Furthermore, Bittman explains, a healthy diet is easily affordable, especially if we are talking about "supermarket ingredients, not the pricier organic or local food that many people would consider ideal." I'd thank Bittman for doing a public service by refuting the persistent myth that people eschew healthy food because it's so expensive, except that he himself was until quite recently reinforcing that very myth—a fact he does not find space to acknowledge in his 1,700-word column. Two months before he set the record straight concerning the relative price of junk food, Bittman was positively giddy about obesity maven Kelly Brownell's proposal to discourage consumption of politically incorrect foods through taxes and encourage the consumption of politically correct foods through subsidies, calling the challenge of implementing this elaborate price control scheme "fun" and "inspiring." As I noted at the time, Bittman overlooked not only the moral and practical issues raised by Brownell's vision but the seemingly relevant fact that price is not the reason people prefer potato chips to collard greens. He was so undeterred by readily observable facts that he even recommended subsidies for "dried legumes," one of the cheapest foods on the planet, with the aim of "making healthy food more affordable." Since then, Bittman seems to have visited a grocery store, but in his more recent column he never admits that he was "just plain wrong" in July.

Such a concession might have instilled some well-deserved humility in Bittman, whose food column I enjoyed but whose work as a public policy commentator is remarkably shallow and ill-informed.
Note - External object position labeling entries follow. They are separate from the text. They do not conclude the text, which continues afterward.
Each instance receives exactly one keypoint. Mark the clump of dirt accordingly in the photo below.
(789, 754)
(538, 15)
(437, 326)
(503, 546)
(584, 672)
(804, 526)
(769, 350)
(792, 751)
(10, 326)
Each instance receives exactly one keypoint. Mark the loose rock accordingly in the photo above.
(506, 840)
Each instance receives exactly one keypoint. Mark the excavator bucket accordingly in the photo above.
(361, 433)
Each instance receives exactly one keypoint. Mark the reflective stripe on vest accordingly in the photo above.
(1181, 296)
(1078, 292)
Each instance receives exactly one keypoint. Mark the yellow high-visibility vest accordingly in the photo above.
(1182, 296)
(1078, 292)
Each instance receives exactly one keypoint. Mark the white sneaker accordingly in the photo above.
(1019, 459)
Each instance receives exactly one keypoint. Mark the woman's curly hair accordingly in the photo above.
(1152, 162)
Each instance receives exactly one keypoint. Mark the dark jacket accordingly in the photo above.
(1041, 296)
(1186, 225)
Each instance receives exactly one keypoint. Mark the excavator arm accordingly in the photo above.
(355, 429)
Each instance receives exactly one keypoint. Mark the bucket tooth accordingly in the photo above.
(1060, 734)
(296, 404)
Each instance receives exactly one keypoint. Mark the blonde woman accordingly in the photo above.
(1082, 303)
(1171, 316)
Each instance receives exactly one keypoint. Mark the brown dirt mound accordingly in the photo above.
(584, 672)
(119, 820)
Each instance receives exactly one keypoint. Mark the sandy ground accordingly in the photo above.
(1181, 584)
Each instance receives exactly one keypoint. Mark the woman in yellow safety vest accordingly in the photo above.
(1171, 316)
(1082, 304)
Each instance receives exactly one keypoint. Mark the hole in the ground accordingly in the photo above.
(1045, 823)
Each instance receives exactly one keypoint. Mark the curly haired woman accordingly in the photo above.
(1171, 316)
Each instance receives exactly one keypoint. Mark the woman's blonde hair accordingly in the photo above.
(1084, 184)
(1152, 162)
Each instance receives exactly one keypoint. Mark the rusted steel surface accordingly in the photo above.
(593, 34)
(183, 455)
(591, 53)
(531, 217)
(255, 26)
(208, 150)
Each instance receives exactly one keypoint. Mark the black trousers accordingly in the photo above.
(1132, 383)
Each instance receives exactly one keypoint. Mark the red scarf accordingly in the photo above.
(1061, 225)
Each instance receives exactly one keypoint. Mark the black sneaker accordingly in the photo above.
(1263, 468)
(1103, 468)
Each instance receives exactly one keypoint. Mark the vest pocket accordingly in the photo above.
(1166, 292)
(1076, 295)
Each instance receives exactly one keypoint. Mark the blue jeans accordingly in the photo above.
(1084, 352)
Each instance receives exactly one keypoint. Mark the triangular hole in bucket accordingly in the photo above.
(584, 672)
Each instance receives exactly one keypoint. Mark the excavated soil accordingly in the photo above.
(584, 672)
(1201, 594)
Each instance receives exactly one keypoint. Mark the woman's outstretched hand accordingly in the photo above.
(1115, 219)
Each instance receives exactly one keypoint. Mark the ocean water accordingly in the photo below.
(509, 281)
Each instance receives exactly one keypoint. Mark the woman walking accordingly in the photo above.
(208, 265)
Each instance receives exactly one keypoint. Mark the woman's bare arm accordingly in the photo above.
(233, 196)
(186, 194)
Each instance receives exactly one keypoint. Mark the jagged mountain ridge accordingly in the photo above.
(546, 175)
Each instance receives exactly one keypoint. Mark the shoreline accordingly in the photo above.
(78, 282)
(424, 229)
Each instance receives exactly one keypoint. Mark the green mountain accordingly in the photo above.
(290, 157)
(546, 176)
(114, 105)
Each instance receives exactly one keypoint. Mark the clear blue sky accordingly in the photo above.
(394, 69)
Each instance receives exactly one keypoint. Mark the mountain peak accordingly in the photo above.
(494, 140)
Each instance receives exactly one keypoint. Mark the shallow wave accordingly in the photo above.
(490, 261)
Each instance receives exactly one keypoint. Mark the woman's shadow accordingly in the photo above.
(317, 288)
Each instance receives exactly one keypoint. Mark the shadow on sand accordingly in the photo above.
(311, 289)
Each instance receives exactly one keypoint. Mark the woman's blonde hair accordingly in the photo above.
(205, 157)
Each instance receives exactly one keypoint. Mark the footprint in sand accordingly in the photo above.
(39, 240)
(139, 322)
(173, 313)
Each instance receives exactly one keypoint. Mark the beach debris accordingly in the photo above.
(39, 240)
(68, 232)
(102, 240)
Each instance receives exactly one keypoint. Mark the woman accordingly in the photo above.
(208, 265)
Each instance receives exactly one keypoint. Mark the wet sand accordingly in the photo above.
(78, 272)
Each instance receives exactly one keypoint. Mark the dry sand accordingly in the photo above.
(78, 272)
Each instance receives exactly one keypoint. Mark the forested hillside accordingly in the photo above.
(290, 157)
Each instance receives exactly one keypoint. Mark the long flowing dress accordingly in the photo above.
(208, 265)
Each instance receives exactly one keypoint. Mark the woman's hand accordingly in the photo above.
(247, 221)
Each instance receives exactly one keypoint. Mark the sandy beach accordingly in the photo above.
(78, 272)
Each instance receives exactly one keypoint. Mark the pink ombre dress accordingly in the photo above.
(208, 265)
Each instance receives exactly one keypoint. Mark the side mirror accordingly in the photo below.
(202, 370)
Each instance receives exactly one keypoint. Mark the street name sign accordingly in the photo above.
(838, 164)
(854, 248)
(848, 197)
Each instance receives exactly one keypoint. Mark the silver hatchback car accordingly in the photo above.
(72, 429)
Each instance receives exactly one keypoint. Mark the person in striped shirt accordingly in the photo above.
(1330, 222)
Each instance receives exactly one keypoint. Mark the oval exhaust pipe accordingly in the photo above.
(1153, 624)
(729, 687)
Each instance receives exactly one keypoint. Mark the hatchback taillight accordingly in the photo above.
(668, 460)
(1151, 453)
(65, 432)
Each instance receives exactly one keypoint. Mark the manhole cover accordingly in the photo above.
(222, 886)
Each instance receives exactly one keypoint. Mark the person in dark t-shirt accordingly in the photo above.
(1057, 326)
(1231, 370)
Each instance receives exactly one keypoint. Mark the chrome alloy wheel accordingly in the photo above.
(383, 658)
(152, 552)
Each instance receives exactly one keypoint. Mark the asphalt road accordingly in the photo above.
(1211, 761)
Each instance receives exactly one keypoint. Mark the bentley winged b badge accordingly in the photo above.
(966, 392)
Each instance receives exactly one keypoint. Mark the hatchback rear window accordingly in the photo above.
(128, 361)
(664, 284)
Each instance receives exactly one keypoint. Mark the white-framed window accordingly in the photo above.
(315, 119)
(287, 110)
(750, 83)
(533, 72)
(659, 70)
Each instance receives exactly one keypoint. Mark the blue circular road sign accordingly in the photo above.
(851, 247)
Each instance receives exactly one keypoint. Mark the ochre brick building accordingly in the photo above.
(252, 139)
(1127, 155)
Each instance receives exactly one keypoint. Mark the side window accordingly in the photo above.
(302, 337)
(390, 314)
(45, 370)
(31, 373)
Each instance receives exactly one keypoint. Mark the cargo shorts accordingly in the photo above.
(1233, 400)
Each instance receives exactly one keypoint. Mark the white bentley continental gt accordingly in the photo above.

To show that a government campaign to change the nation's "food environment" can be successful, for instance, he cites "the 1998 tobacco settlement," which "limited cigarette marketing and forced manufacturers to finance anti-smoking campaigns—a negotiated change that led to an environmental one that in turn led to a cultural one, after which kids said to their parents, 'I wish you didn't smoke.' " For anyone familiar with the history of the anti-smoking movement—or anyone who grew up in the 1970s, when I was nagging my father about his cigars, hiding ashtrays, and posting "Thank You for Not Smoking" signs around the house (yeah, I know)—the idea that it all began with the 1998 Master Settlement Agreement is laughable.

Admitting his past errors might also have encouraged Bittman to think twice before enthusiastically citing former FDA chief David Kessler's insights into eating, which boil down to the observation that restaurateurs and food manufacturers deliberately design their products to taste good. Bittman might also have paused to reflect on the principle he implicitly endorses when he declares that "advertising for fast food is not the exercise of free speech but behavior manipulation [aimed at encouraging consumption] of addictive substances"—by which he seems to mean that speech should be censored if it might persuade people to make unhealthy choices. For that matter, having seen how utterly wrong he was in arguing that low prices make junk food attractive, he might have considered whether there is any evidence that advertising does. Maybe he is saving that for his next column, where he can correct another "reflexive part of how we explain why so many Americans are overweight."